The following configuration persists through a reboot of the instance.

  1. In your browser, go to the Console, and note the private IPv6 address that you want to configure on the instance.
  2. Connect to the instance, and run the following command at a command prompt:

    http://169.254.169.254/opc/v1/vnics/
  3. Note the value for the ipv6VirtualRouterIp, which is the default gateway to use in a later step.
  4. In the instance's Control Panel, go to Network and Internet, and view your network connections (see the image that follows for the set of dialog boxes you see in these steps).
  5. For the active networks, click the connection (Ethernet).
  6. Click Properties.
  7. Click Internet Protocol Version 6 (TCP/IPv6), and then click Properties.

    This image shows the series of dialog boxes you'll encounter.
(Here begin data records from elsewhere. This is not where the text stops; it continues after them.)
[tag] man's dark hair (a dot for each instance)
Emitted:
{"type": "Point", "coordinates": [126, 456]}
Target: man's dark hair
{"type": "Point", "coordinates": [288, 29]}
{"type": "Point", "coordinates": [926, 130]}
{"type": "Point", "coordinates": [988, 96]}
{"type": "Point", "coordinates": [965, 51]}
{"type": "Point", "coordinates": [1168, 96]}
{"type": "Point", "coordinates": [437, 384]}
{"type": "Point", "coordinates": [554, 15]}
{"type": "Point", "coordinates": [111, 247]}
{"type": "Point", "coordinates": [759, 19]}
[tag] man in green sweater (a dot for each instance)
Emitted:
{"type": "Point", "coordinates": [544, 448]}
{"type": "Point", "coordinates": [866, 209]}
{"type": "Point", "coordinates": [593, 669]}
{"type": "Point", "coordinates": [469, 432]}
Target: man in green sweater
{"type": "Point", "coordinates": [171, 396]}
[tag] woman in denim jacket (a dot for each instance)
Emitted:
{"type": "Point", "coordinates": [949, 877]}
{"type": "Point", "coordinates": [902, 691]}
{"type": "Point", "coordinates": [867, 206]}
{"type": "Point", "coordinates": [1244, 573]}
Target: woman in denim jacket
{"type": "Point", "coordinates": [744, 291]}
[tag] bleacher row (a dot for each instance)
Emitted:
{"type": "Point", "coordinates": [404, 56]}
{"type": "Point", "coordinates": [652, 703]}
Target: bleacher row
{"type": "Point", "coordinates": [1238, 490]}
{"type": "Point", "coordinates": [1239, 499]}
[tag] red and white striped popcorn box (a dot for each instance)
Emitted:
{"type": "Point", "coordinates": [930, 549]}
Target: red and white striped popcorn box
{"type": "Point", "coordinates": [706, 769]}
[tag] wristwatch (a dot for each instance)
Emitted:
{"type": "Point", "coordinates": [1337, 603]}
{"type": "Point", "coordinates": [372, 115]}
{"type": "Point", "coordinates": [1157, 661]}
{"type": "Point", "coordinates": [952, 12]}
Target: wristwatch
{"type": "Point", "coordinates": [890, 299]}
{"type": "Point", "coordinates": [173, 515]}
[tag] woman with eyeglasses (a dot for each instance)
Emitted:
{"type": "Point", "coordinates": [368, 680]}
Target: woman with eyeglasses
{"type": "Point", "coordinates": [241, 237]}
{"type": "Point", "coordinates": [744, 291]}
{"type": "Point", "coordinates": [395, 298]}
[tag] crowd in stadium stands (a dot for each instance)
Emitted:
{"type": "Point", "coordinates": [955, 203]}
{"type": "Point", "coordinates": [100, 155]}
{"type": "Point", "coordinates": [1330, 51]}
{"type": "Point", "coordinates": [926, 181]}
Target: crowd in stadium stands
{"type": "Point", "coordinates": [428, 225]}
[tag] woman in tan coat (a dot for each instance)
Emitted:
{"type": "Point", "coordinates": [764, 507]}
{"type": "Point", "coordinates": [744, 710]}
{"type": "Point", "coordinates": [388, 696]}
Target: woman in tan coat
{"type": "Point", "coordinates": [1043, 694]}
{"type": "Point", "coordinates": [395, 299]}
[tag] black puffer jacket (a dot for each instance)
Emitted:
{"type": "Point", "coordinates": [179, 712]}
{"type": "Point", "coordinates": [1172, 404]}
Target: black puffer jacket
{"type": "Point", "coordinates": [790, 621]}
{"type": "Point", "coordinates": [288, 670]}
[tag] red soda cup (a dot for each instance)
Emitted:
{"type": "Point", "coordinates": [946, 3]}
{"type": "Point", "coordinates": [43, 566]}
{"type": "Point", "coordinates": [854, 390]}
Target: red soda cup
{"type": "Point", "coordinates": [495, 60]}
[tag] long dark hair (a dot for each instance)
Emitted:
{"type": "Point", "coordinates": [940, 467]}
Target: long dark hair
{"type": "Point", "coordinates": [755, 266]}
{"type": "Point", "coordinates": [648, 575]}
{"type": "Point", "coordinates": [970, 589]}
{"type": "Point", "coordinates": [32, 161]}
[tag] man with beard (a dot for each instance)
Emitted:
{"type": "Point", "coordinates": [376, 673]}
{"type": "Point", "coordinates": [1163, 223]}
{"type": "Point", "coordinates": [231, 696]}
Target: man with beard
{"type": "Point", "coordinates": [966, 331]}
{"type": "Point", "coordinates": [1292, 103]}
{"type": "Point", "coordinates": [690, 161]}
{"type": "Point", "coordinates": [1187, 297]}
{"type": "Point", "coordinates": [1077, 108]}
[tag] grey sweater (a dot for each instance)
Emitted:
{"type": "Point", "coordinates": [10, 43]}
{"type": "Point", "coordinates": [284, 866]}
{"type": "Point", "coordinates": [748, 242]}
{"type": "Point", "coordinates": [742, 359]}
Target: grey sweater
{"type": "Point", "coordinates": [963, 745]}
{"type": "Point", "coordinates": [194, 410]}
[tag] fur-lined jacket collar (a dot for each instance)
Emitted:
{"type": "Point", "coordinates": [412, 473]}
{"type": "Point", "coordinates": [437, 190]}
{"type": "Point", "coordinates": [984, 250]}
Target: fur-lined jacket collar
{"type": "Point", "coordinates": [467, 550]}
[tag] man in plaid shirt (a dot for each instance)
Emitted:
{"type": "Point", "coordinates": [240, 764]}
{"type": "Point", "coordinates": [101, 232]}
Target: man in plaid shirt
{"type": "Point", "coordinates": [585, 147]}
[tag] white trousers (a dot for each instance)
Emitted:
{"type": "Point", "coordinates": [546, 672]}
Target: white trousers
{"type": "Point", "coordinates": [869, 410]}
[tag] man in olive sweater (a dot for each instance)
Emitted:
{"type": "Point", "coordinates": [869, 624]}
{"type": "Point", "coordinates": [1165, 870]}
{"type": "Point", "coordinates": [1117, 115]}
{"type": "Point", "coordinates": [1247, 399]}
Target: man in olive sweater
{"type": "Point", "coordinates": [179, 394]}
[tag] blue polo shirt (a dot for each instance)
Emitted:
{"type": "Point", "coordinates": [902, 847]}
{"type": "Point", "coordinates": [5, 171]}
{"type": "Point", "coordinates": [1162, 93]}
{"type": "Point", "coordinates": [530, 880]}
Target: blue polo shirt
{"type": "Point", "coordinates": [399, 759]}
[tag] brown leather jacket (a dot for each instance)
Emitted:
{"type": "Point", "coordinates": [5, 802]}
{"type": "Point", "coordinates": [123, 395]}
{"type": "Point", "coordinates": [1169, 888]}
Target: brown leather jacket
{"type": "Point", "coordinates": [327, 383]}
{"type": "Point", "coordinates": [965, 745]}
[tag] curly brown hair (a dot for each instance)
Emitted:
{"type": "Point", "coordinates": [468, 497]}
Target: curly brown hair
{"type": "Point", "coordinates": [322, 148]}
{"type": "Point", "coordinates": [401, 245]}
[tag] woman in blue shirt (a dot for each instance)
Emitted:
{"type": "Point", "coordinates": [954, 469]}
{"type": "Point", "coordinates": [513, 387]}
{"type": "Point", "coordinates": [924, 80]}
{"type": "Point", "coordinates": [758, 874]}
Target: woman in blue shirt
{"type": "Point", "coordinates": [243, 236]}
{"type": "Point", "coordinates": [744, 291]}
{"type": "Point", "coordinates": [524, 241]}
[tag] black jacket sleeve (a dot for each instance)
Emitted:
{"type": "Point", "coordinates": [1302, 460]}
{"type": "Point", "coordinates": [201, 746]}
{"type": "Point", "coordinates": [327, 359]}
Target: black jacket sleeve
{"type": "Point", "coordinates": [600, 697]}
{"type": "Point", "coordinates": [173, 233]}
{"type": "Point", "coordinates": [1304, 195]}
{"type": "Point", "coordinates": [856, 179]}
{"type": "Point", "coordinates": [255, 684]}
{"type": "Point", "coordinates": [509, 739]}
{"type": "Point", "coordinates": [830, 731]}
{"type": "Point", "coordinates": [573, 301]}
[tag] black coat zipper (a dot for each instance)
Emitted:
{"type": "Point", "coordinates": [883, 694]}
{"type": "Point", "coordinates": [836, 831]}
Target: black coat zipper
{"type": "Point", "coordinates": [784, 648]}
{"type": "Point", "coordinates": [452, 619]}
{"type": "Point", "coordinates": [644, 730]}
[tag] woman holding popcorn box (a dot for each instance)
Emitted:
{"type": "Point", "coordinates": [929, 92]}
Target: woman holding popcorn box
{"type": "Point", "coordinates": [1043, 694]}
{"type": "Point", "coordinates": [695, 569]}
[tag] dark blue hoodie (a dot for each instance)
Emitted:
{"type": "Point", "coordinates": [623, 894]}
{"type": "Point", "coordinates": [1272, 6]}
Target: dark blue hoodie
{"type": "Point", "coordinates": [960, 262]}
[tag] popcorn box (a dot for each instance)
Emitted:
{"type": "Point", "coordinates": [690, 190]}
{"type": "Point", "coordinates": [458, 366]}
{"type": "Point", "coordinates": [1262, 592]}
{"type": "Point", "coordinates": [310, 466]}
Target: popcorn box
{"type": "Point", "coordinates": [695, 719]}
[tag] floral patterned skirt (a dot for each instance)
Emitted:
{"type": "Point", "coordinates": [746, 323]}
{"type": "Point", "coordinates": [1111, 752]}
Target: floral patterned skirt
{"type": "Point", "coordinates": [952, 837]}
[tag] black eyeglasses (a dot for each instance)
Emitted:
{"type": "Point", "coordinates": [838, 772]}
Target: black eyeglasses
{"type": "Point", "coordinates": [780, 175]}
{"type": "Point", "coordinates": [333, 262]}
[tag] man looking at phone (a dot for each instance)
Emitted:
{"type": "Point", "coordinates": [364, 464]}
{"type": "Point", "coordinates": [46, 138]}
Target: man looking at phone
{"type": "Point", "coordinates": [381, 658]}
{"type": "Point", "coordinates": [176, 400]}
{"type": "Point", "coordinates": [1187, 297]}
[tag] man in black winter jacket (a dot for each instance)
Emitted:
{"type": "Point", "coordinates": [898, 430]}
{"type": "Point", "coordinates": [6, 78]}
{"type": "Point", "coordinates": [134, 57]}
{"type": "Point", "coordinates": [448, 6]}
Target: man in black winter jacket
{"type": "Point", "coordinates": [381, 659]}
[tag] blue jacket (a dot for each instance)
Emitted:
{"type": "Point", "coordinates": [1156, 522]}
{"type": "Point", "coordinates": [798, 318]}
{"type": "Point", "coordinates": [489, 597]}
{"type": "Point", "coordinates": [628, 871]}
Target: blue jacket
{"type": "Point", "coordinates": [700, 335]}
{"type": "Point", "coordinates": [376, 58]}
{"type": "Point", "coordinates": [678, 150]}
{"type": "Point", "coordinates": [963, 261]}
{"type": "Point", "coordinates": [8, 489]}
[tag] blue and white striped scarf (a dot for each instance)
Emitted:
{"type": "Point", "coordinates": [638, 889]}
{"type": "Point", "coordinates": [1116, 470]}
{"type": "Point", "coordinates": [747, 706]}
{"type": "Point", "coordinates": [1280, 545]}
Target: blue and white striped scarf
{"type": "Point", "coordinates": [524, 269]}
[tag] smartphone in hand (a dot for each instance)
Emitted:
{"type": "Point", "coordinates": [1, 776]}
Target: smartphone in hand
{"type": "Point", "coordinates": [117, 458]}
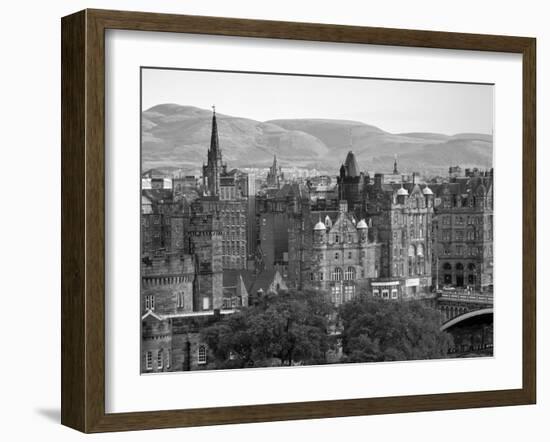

  8. Select the radio button for Use the following IP address, and then enter the values you noted earlier for the private IPv6 address and default gateway. Use 64 for the subnet prefix length.

    This image shows the series of dialog boxes you'll encounter.

  9. Click OK until the dialog boxes are closed.

If you haven't yet, ensure that the VCN's route table and security rules are configured for the wanted IPv6 traffic. See Routing for IPv6 Traffic and Security Rules for IPv6 Traffic.